A Visit to Melliodora

I’m seated around a table carved of recycled celery top pine hundreds years old, feeling a little star-struck. Next to me is David Holgrem, the pioneer of permaculture, looking a little weary from an overnight ferry journey across the Bass Strait where he was attending a national conference on the subject. Still, he shakes my hand warmly, welcoming me to his home. Soon my plate is piled high with produce gleaned from the garden I see out the window – summer vegetable salads, goats cheese, home-baked bread, pickled walnuts, olive oil. The topic of conversation is, unsurprisingly, permaculture.

Once considered a radical experiment in gardening, permaculture is now a household name. From Costa to Cundall, Canberra to Cape Town, everyone, it seems is doing it. Yet few know that the vibrant movement that is reshaping food production worldwide was borne in an Aussie backyard.

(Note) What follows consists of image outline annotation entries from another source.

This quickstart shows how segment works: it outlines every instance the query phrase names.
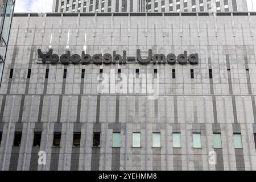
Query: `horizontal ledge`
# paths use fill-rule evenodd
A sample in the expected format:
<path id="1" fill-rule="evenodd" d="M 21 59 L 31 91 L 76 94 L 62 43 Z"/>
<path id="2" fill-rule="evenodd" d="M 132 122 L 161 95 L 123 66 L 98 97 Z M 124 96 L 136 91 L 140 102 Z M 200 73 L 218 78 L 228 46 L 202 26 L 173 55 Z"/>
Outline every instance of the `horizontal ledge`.
<path id="1" fill-rule="evenodd" d="M 217 12 L 216 14 L 217 16 L 230 16 L 231 14 L 233 14 L 235 16 L 247 16 L 250 13 L 251 15 L 256 15 L 255 12 Z M 148 16 L 196 16 L 198 14 L 199 16 L 212 16 L 212 13 L 210 12 L 151 12 L 151 13 L 15 13 L 14 14 L 14 16 L 28 16 L 30 15 L 30 16 L 78 16 L 79 14 L 81 16 L 94 16 L 95 15 L 97 16 L 111 16 L 112 15 L 114 16 L 128 16 L 129 14 L 131 16 L 144 16 L 147 14 Z"/>

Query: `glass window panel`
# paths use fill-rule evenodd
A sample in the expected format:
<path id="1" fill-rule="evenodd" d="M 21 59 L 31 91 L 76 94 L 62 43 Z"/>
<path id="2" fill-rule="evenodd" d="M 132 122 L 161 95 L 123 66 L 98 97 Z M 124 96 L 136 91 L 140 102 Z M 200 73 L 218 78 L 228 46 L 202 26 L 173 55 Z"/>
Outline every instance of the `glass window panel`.
<path id="1" fill-rule="evenodd" d="M 242 148 L 242 137 L 241 134 L 233 134 L 234 146 L 235 148 Z"/>
<path id="2" fill-rule="evenodd" d="M 0 40 L 0 56 L 4 60 L 5 57 L 5 52 L 6 51 L 7 46 L 3 39 Z"/>
<path id="3" fill-rule="evenodd" d="M 193 147 L 201 148 L 201 134 L 193 134 Z"/>
<path id="4" fill-rule="evenodd" d="M 174 148 L 180 148 L 180 133 L 174 133 L 172 135 L 172 137 L 174 139 Z"/>
<path id="5" fill-rule="evenodd" d="M 160 148 L 161 147 L 161 135 L 160 133 L 153 133 L 153 147 L 154 148 Z"/>
<path id="6" fill-rule="evenodd" d="M 141 147 L 141 134 L 139 133 L 133 134 L 133 147 Z"/>
<path id="7" fill-rule="evenodd" d="M 213 147 L 215 148 L 222 148 L 221 144 L 221 134 L 220 133 L 213 134 Z"/>
<path id="8" fill-rule="evenodd" d="M 3 25 L 3 30 L 2 31 L 2 36 L 6 41 L 8 42 L 8 38 L 9 36 L 10 28 L 11 28 L 11 18 L 13 16 L 14 5 L 11 0 L 8 0 L 6 7 L 6 11 L 5 14 L 5 21 Z"/>
<path id="9" fill-rule="evenodd" d="M 114 133 L 113 134 L 113 147 L 120 147 L 121 138 L 119 133 Z"/>

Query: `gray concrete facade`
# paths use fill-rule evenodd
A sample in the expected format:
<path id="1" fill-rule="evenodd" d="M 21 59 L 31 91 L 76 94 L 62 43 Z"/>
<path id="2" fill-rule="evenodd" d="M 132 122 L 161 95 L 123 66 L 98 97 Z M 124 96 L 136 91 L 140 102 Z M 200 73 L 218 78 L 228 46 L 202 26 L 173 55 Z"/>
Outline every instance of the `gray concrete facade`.
<path id="1" fill-rule="evenodd" d="M 15 14 L 0 90 L 1 169 L 256 170 L 255 38 L 255 13 Z M 37 49 L 51 48 L 59 55 L 187 51 L 199 63 L 42 64 Z M 108 75 L 156 69 L 159 97 L 98 94 L 101 69 Z M 22 133 L 19 146 L 15 132 Z M 39 147 L 32 146 L 35 132 L 42 132 Z M 52 147 L 56 132 L 59 147 Z M 93 147 L 96 132 L 100 145 Z M 74 133 L 81 133 L 80 147 L 72 146 Z M 120 147 L 112 147 L 113 133 L 121 134 Z M 133 133 L 141 133 L 141 147 L 133 147 Z M 160 133 L 159 148 L 152 147 L 153 133 Z M 177 133 L 181 147 L 174 148 Z M 193 147 L 196 133 L 201 148 Z M 221 148 L 214 148 L 214 133 Z M 234 134 L 241 134 L 242 148 L 235 148 Z M 39 151 L 46 165 L 37 162 Z M 216 165 L 208 163 L 213 151 Z"/>
<path id="2" fill-rule="evenodd" d="M 53 13 L 247 11 L 246 0 L 53 0 Z"/>

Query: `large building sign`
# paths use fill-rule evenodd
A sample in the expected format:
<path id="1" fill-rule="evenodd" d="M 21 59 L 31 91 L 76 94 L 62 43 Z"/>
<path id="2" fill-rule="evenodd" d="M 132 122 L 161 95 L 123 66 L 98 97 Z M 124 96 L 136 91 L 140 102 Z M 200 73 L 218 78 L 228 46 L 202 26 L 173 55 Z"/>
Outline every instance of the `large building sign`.
<path id="1" fill-rule="evenodd" d="M 152 49 L 148 50 L 147 57 L 142 58 L 141 55 L 141 50 L 137 49 L 137 56 L 128 57 L 126 55 L 126 51 L 123 51 L 123 55 L 117 54 L 116 51 L 113 51 L 113 55 L 110 53 L 96 54 L 91 56 L 86 54 L 84 51 L 82 52 L 81 56 L 78 54 L 71 55 L 70 51 L 68 51 L 67 54 L 64 54 L 60 57 L 57 54 L 53 54 L 52 49 L 46 53 L 42 53 L 41 49 L 38 50 L 38 55 L 43 63 L 48 63 L 56 64 L 60 63 L 61 64 L 86 64 L 91 63 L 94 64 L 110 64 L 110 63 L 126 63 L 127 62 L 134 62 L 136 60 L 140 64 L 147 64 L 149 63 L 169 63 L 175 64 L 179 63 L 180 64 L 190 63 L 191 64 L 196 64 L 199 62 L 198 54 L 187 55 L 187 51 L 177 56 L 175 54 L 170 53 L 167 56 L 163 54 L 152 54 Z"/>

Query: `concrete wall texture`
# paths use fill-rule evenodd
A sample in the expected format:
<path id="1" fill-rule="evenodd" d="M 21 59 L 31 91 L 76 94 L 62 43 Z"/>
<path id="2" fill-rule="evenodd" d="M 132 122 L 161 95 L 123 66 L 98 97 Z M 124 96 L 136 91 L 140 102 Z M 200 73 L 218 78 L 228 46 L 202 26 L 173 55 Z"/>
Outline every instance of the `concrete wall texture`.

David Holmgren was a young research student when his ground-breaking paper Permaculture One was published back in 1978. The concept, co-originated with his research supervisor Bill Mollison, describes ‘consciously designed landscapes which mimic the patterns and relationships found in nature, while yielding an abundance of food, fibre and energy for the provision of local needs.’

Not just about food; people, their buildings and the ways in which they organise themselves are central to permaculture, the word pointing to a vision of permanent or sustainable cultures.

While Bill took the concept on the road, David decided to test his theories in practice, buying a property with his partner Su Dennett outside Victoria’s Daylesford in 1985. Melliodora is now one of the best-documented and well known permaculture demonstration sites in the world; the on ground lab for one of Australia’s most significant intellectual exports.

It was therefore with some excitement that I visited last weekend to meet the permaculture pioneers in their natural habitat.

I find Su knee deep in blackberry, the morning sun glinting off her silver hair as she attacks the vine with a homemade brush hook.

“It’s my green gym - an hour a day keeps me fit,” she smiles without pause.

Nearby three goats devour wild apples fallen on the ground. I’ve missed milking hour, and Su explains how along with the geese and chooks, the goats are vital for manure.

“It’s harvesting, bottling and preserving time,” says Su, as I devour figs, nashi pear and new season apples so crunchy they crackle. The chickpeas have not fared so well – decimated by rats.

The warmest place on this chilly autumn morning is the solarium on the northern side of the house that creates a microclimate for extending the season for vegetables, while also mediating the house temperature.

It’s hard to believe the one-hectare property, abundant with mixed food gardens and orchards, dams, livestock, revegetated creeksand two mud-brick passive solar designed houses was once a blackberry-covered wasteland.

“Living simply doesn’t mean sacrifice – I can’t imagine anything more satisfying,” Su says.

“It’s all about equity for me. How can people live material and consumer lives while the rest of the world survives on almost nothing?”

Immersed in a super-productive, beautiful and energy efficient permaculture system at harvest time makes it hard to leave.

Su’s pep talk to my imagined readers feels in part directed to me.

“Why wait to have the lifestyle you aspire to? You can have it now. Just start working slowly, one step at a time to change what you do. And when you stop going to the supermarket that’s a milestone to celebrate.”